Hebrews 4:12 – “For the word of God is living and active, sharper than any two-edged sword, piercing to the division of soul and of spirit, of joints and of marrow, and discerning the thoughts and intentions of the heart.”
This will most likely be the last post in this series. If you’d like, you can see the first 4 parts using these links:
In those previous posts I listed over 30 faulty common conclusions taken from scriptures (the Bible) that people use against the Bible to say that it is NOT the “Word of God.” Hebrews 4:12 is perhaps the most used, and often perceived as the most powerful “Nuclear Option” to this end.
The end game? To wrench the words of God from the Word of God. To say that there is a higher, more authoritative source than the written word, usually themselves. To make a claim that one’s subjective, existential, and private revelation, is somehow outside of the scrutiny of scripture. To say to others, “I got this,” and here’s the way it is.
One of the over-arching themes in the book of Hebrews is the close relationship between God and his word, such that the difference virtually disappears in some places. For example, in Hebrews 13:7, it states, “Remember your leaders, who spoke the word of God to you. Consider the outcome of their way of life and imitate their faith.” The word of God here is “logos of God.” The Medium and message united.
But, let’s get back to our original text, Hebrews 4:12 – let’s look at the immediate context of verse in 4:12. Hebrews 4:1 sets the context for this entire section and calls back to Hebrews 2:1-3 where the writer says, “We must pay more careful attention to what we have heard.” In Hebrews 4:1-2, he now draws attention to the promise of rest that has been spoken. In doing so he makes a comparison to the Israelites under Joshua. They too heard a message, but the author points out it had no value to them.
In contrast, the author of Hebrews wants his hearers to receive the promise of rest with faith, and so he reminds his listeners of what was spoken through David: “Today, if you hear his voice, do not harden your hearts.” When in verse 12, then, when the author reminds his listeners that the word of God judges the attitudes of the heart, we see how: for the Israelites, their hearts were judged and shown hard because they did not receive the promise of rest with faith. The entire context, then, of two groups receiving a message points to understanding the phrase “word of God” as the message spoken by the prophets but “in these last days” “by his Son”.
Again, for those who say that the Logos in Hebrews 4:12 is either only Jesus or only the bible, are both wrong. We can not divide medium (Christ) from His message (logos). For a more thorough treatment of this idea, see “The Logos of the Gospel.”
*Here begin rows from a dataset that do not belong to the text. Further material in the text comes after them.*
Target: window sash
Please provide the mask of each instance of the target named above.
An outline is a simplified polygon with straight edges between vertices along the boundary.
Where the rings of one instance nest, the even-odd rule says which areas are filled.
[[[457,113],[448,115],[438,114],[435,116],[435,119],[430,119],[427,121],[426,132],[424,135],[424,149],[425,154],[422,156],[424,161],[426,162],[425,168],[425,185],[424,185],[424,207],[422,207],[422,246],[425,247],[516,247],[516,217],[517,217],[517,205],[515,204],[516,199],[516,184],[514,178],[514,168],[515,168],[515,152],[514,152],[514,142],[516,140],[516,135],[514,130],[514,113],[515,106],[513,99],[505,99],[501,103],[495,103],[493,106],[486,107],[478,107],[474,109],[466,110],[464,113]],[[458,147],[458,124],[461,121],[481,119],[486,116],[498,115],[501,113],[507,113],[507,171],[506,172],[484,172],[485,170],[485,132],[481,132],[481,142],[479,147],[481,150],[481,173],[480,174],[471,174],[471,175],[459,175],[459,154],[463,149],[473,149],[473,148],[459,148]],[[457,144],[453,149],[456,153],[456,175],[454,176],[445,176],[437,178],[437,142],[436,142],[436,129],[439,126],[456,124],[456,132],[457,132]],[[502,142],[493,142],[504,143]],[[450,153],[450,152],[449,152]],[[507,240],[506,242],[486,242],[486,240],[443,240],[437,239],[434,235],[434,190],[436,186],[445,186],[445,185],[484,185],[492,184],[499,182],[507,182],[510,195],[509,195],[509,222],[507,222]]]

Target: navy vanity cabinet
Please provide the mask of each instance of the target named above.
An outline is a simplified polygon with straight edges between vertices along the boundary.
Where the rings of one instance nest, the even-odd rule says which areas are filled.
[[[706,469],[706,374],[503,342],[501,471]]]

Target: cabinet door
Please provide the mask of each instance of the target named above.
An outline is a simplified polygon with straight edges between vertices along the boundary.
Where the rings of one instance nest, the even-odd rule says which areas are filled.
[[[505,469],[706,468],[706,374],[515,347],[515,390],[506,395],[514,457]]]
We must remember that Hebrews is very unique in the way it treats the Scriptures. In most of the New Testament – especially in Paul’s letters – whenever someone quotes the Scriptures, they use “It is written” or some variant. In Hebrews, though, the Scriptures are always referred to as “spoken” in some sense when they are quoted. The word of God is very active/performative in Hebrews: it sustains the world (Hebrews 1:3), it sets up a priesthood (Hebrews 7:21), it will shake the world (Hebrews 12:25-27). It’s not surprising, therefore, for the author in this letter to describe God’s word as living and active, dividing soul and spirit, judging thoughts and the heart.
What “God said,” through whom He says it, and the manner in which it is relayed, are all purposed to detect hypocrisy and to lay open the true nature of the feelings of the soul. His “truth” is adapted to bring out the real feelings, and to show people exactly what they are. Truth always has this power – whether preached, or read, or communicated by conversation, or printed on paper via the inspired memory and conscience of the Holy Spirit. There is nowhere to hide from the penetrating, searching application of the W/word of God. That truth has power to show what we are. It is also “like” a penetrating sword that lays open the whole man; compare Isaiah 49:2, Ephesians 6:17, Revelation 1:16 etc. The phrase “the Word of God” here may be applied, therefore, to the “truth” of God, however made known to the mind. In some way it will bring out the real feelings, and show what man is. Just two questions:
Is it wrong to say that Hebrews 4:12 is referring to the Bible alone? Why?
Is it wrong to say that Hebrews 4:12 is referring to Jesus alone? Why?